Comme le disait le philosophe cuisinier grec Ésope de la langue, internet est capable du meilleur – il donne facilement accès à d'innombrables informations – comme du pire.
Parmi les difficultés que soulève le présent texte, je mentionnerai d'abord le choix d'une proposition de loi et non d'un projet de loi. La première est dispensée de l'avis du Conseil d'État et d'étude d'impact.
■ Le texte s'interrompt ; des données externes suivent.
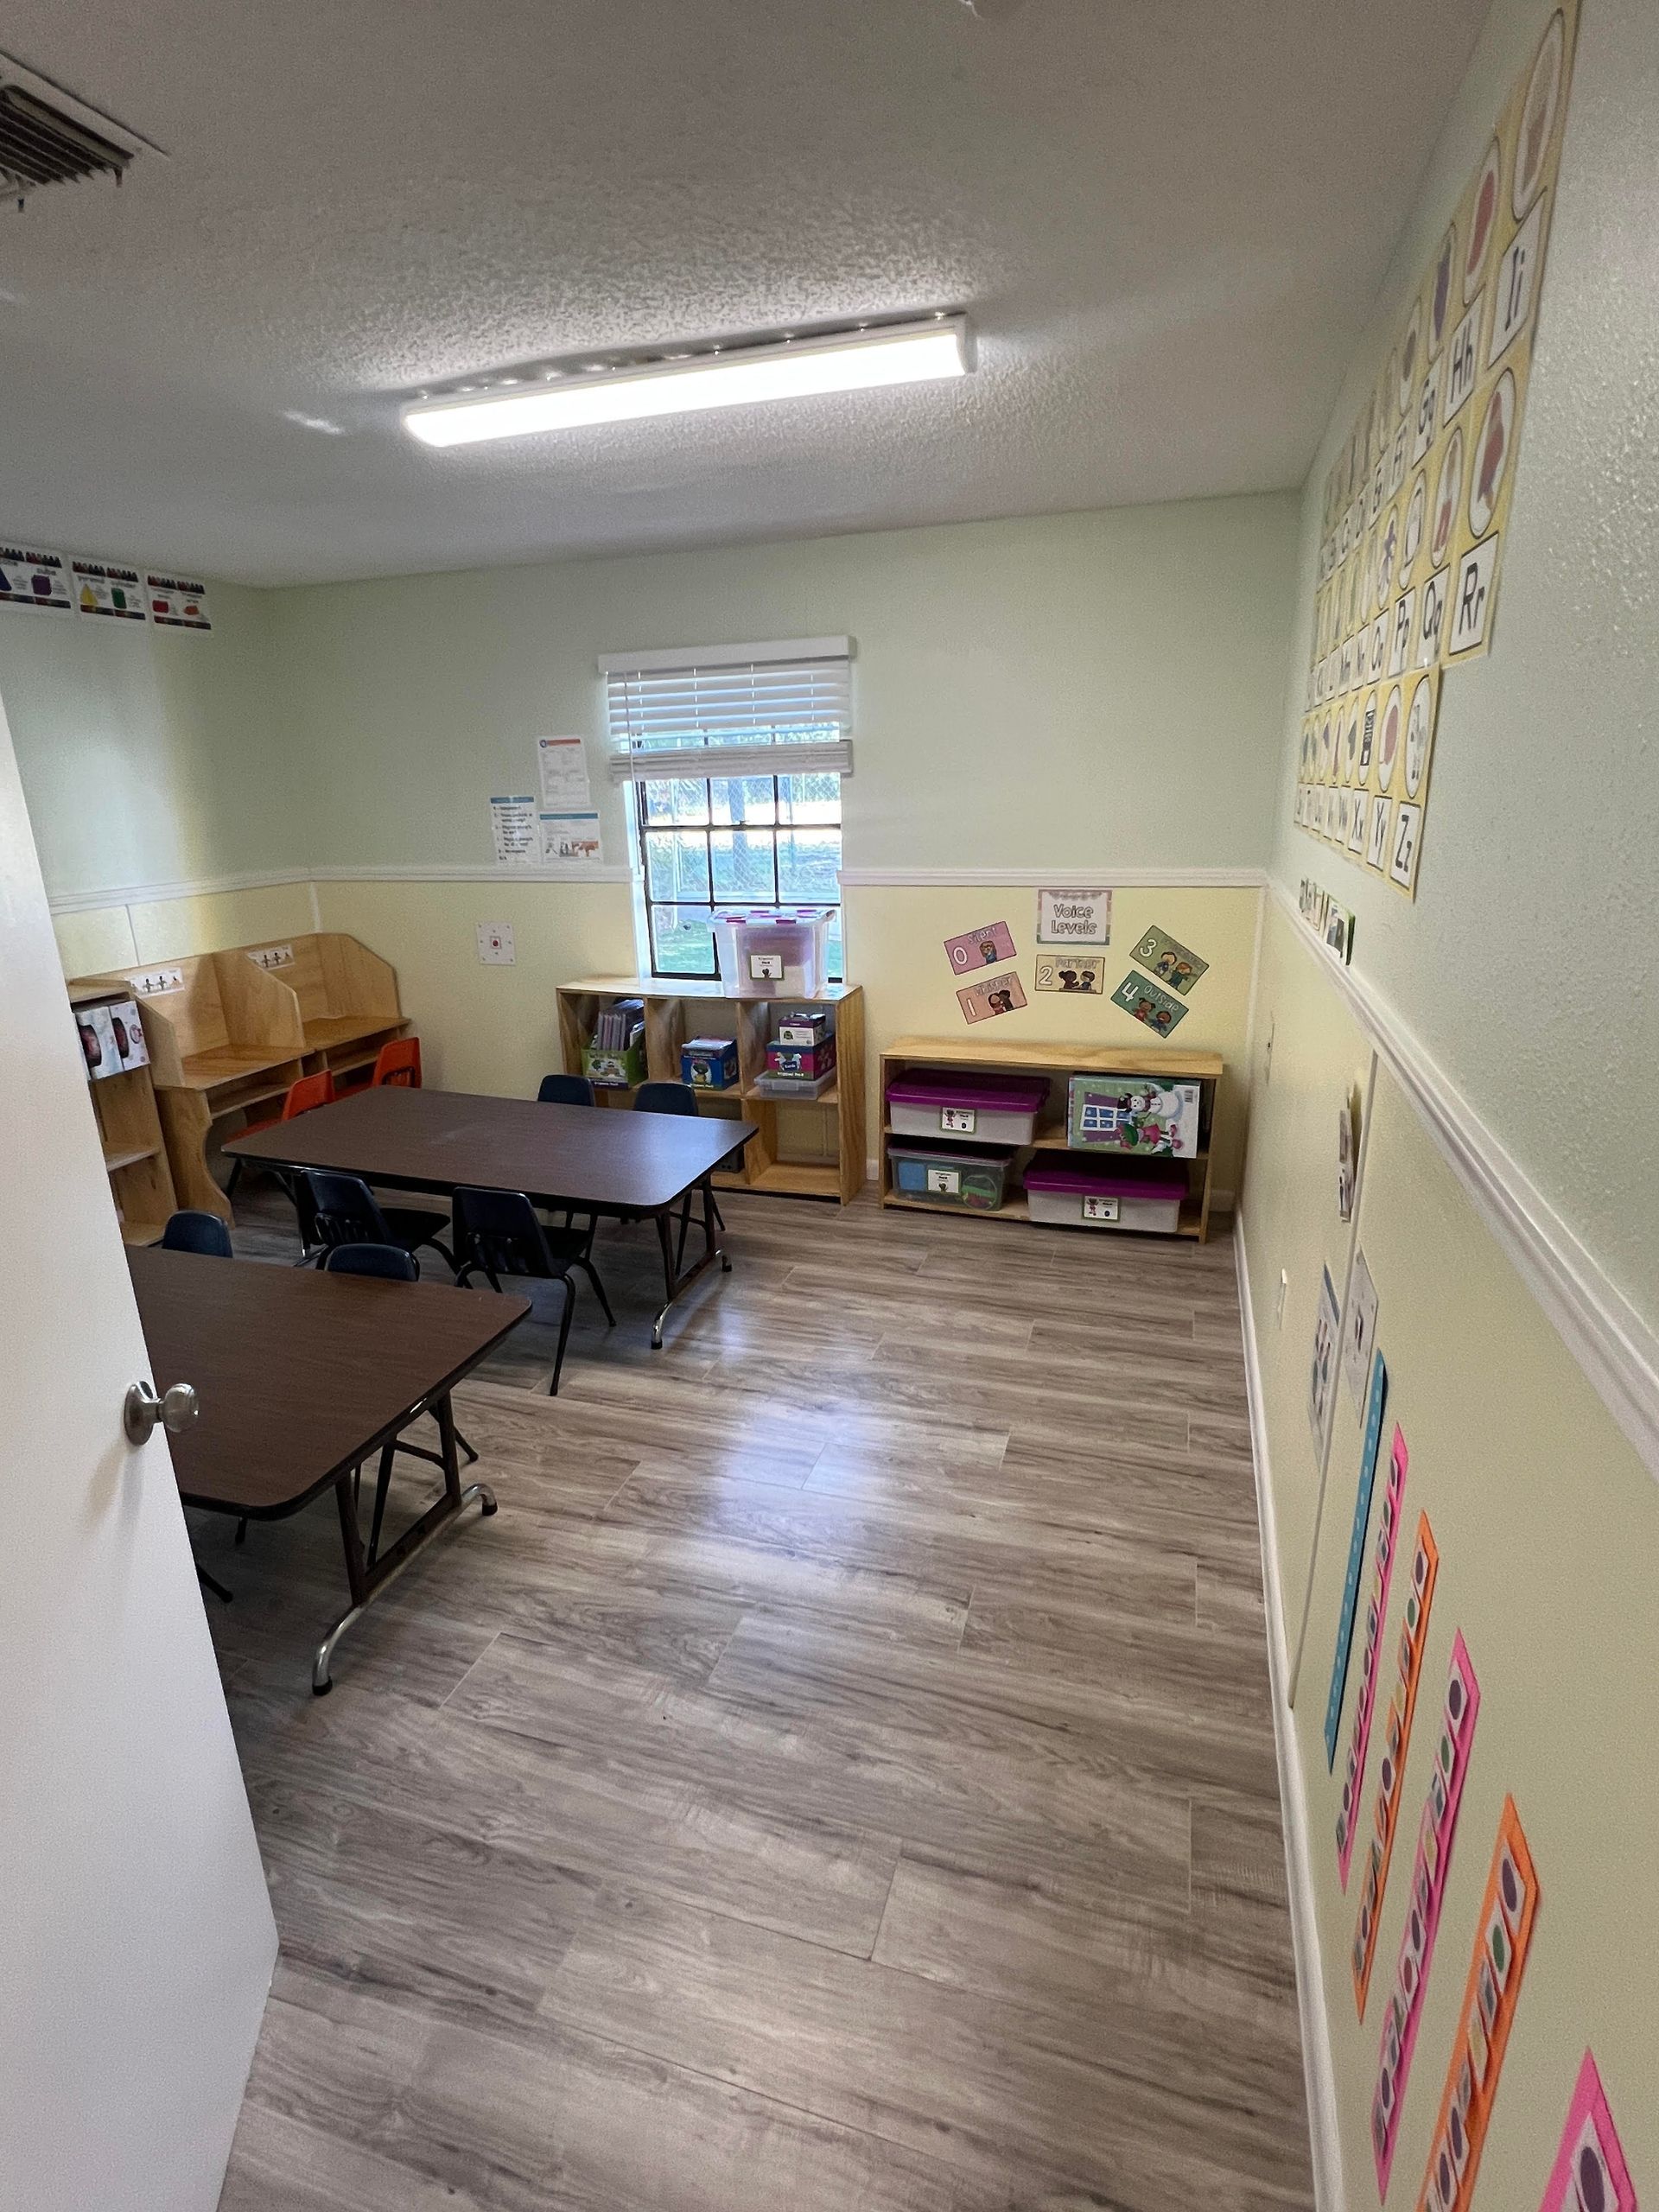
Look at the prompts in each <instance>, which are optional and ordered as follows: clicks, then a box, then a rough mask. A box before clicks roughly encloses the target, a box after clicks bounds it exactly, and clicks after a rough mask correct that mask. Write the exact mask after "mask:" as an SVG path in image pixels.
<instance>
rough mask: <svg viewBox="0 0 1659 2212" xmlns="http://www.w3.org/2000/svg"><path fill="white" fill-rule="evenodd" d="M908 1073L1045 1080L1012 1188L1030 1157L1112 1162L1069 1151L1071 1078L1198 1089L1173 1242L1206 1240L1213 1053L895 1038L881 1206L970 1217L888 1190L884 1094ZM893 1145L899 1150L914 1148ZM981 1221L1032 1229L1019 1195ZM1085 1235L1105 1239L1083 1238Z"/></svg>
mask: <svg viewBox="0 0 1659 2212" xmlns="http://www.w3.org/2000/svg"><path fill="white" fill-rule="evenodd" d="M911 1068H962V1071H964V1073H969V1071H973V1073H982V1075H1044V1077H1048V1102H1046V1106H1044V1110H1042V1115H1040V1117H1037V1135H1035V1141H1033V1144H1029V1146H1022V1148H1020V1152H1018V1155H1015V1161H1013V1175H1011V1186H1018V1181H1020V1170H1022V1168H1024V1164H1026V1161H1029V1159H1031V1155H1033V1152H1044V1150H1075V1152H1077V1157H1079V1159H1093V1161H1110V1159H1117V1157H1124V1155H1115V1152H1110V1150H1106V1148H1099V1146H1071V1141H1068V1137H1066V1084H1068V1079H1071V1077H1073V1075H1157V1077H1164V1079H1166V1082H1188V1084H1190V1082H1197V1084H1203V1108H1201V1119H1199V1150H1197V1157H1194V1159H1186V1161H1181V1166H1183V1168H1186V1172H1188V1194H1186V1199H1183V1201H1181V1223H1179V1230H1177V1232H1175V1234H1177V1237H1192V1239H1197V1241H1199V1243H1203V1241H1206V1239H1208V1237H1210V1161H1212V1152H1214V1108H1217V1086H1219V1079H1221V1073H1223V1060H1221V1055H1219V1053H1177V1051H1172V1048H1170V1046H1159V1044H1150V1046H1148V1048H1146V1051H1135V1048H1133V1046H1117V1044H1113V1046H1086V1044H1042V1042H1026V1040H1011V1042H1009V1044H1004V1046H1000V1048H998V1046H993V1044H989V1042H987V1044H978V1042H975V1040H973V1037H894V1042H891V1044H889V1046H887V1051H885V1053H883V1055H880V1093H878V1095H880V1201H883V1206H907V1208H914V1210H916V1212H929V1214H938V1212H956V1210H960V1212H964V1214H969V1212H973V1210H971V1208H947V1206H938V1203H933V1201H931V1199H907V1197H905V1194H902V1192H898V1190H894V1179H891V1164H889V1159H887V1141H889V1137H891V1135H894V1133H891V1128H889V1115H887V1086H889V1082H894V1077H898V1075H905V1073H909V1071H911ZM916 1141H918V1139H914V1137H909V1139H907V1137H900V1144H916ZM938 1141H940V1144H942V1146H951V1144H960V1146H964V1148H967V1150H973V1139H971V1137H958V1139H951V1137H940V1139H938ZM975 1219H980V1221H1024V1223H1031V1208H1029V1203H1026V1194H1024V1190H1022V1188H1011V1190H1009V1197H1006V1199H1004V1201H1002V1206H998V1208H995V1210H993V1212H982V1214H978V1217H975ZM1086 1234H1091V1237H1099V1234H1108V1232H1104V1230H1088V1232H1086Z"/></svg>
Étant l'auteur de plusieurs propositions de loi, je suis bien placé pour savoir que, de ce fait, leur objet et le temps que nous consacrons à leur étude sont souvent limités.
Ensuite, il faut veiller à la proportionnalité des limites qui sont posées à des libertés essentielles – je suis toujours inquiet de telles restrictions. Nous ne sommes pas en Chine mais ce qui s'y passe doit nous alerter : la facilité avec laquelle internet est instrumentalisé pour fliquer les citoyens est affreuse.
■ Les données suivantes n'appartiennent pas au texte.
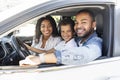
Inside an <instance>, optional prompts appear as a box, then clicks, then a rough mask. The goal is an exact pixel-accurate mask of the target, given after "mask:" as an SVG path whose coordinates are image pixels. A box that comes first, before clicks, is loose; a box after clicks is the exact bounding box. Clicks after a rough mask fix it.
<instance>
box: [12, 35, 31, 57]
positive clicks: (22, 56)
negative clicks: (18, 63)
mask: <svg viewBox="0 0 120 80" xmlns="http://www.w3.org/2000/svg"><path fill="white" fill-rule="evenodd" d="M11 43H12V45H13V47H14V48H15V50H16V51H17V52H18V54H19V55H20V57H21V58H23V59H24V58H25V57H27V56H28V55H30V54H31V53H30V52H29V50H28V48H27V47H26V46H25V45H24V44H23V42H22V41H21V40H20V39H18V38H17V37H15V36H11Z"/></svg>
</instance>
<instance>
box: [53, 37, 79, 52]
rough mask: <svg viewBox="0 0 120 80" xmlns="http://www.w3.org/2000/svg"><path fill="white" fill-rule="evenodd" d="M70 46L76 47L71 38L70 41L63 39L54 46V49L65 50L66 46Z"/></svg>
mask: <svg viewBox="0 0 120 80" xmlns="http://www.w3.org/2000/svg"><path fill="white" fill-rule="evenodd" d="M70 47H77V44H76V42H75V40H74V38H73V39H71V40H70V41H68V42H67V43H65V41H61V42H60V43H59V44H58V45H57V46H55V48H54V49H55V50H58V51H62V50H65V49H66V48H70Z"/></svg>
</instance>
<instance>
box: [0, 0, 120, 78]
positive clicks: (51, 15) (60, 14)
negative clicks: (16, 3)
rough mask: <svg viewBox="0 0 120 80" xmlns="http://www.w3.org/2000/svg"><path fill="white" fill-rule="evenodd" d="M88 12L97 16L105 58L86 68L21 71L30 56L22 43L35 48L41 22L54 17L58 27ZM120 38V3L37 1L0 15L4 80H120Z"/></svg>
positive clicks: (101, 2) (92, 61) (0, 76)
mask: <svg viewBox="0 0 120 80" xmlns="http://www.w3.org/2000/svg"><path fill="white" fill-rule="evenodd" d="M84 8H87V9H90V10H92V11H93V12H94V14H95V16H96V22H97V26H96V31H97V34H98V36H99V37H101V38H102V39H103V48H102V56H101V57H100V58H99V59H97V60H94V61H92V62H89V63H86V64H82V65H57V64H43V65H39V66H35V67H19V65H18V62H19V60H21V59H24V58H25V57H26V56H28V55H29V54H30V53H29V51H28V50H27V49H26V48H25V47H24V45H23V43H22V42H21V40H22V41H23V42H25V43H27V44H29V45H31V44H32V38H33V36H34V27H35V24H36V21H37V19H39V18H40V17H43V16H46V15H51V16H52V17H54V18H55V20H56V23H57V22H58V21H59V20H60V19H62V18H64V17H71V18H72V19H74V16H75V14H76V12H78V11H79V10H81V9H84ZM28 26H30V27H28ZM29 28H30V30H29ZM22 31H23V32H22ZM24 33H25V34H24ZM27 33H31V34H27ZM119 34H120V1H119V0H68V1H67V0H53V1H48V2H45V3H43V2H42V3H41V2H40V1H33V2H32V3H26V4H23V5H21V6H18V7H15V8H12V9H10V10H8V11H5V12H2V13H0V79H1V80H38V79H39V80H42V79H45V80H66V79H69V80H71V79H72V80H73V79H79V80H120V69H119V68H120V36H119ZM18 38H19V39H20V40H19V39H18Z"/></svg>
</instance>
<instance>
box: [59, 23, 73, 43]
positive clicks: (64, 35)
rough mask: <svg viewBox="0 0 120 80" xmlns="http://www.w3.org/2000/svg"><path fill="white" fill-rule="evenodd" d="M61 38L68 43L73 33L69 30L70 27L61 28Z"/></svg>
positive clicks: (72, 32)
mask: <svg viewBox="0 0 120 80" xmlns="http://www.w3.org/2000/svg"><path fill="white" fill-rule="evenodd" d="M61 36H62V38H63V39H64V41H65V42H68V41H69V40H70V39H71V38H72V37H73V32H72V30H71V28H70V25H62V26H61Z"/></svg>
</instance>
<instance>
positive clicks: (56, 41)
mask: <svg viewBox="0 0 120 80" xmlns="http://www.w3.org/2000/svg"><path fill="white" fill-rule="evenodd" d="M60 41H61V38H60V37H59V34H58V30H57V28H56V22H55V20H54V19H53V18H52V17H51V16H46V17H42V18H40V19H39V20H38V21H37V24H36V33H35V38H34V39H33V43H32V46H28V45H26V44H25V45H26V47H27V48H28V49H29V50H31V51H32V52H33V54H36V53H45V52H46V51H47V50H50V49H52V48H54V47H55V46H56V45H57V44H58V43H59V42H60Z"/></svg>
Les plateformes expliquent qu'elles devront recourir à des algorithmes pour se conformer à l'obligation de retrait en une heure. C'est donc soit une machine soit l'autorité administrative qui décidera des contenus autorisés ou non. J'aurais préféré que ce soit le juge. C'est certes plus long et plus compliqué mais aussi plus respectueux de la séparation des pouvoirs. Nous avons déjà vu des préfets prendre des décisions d'interdiction de manifestation ou de stade dans le seul but de limiter d'éventuels désagréments pour eux.
Certains estiment que le règlement européen serait contraire à la Constitution. Comment surmonter un tel obstacle ? La révision de la Constitution n'est pas envisageable dans les quinze jours qu'il nous reste… Quelle sera donc la pérennité de la proposition de loi ?
Il est bien difficile de concilier notre droit, les libertés essentielles et la nécessaire protection contre des contenus inacceptables.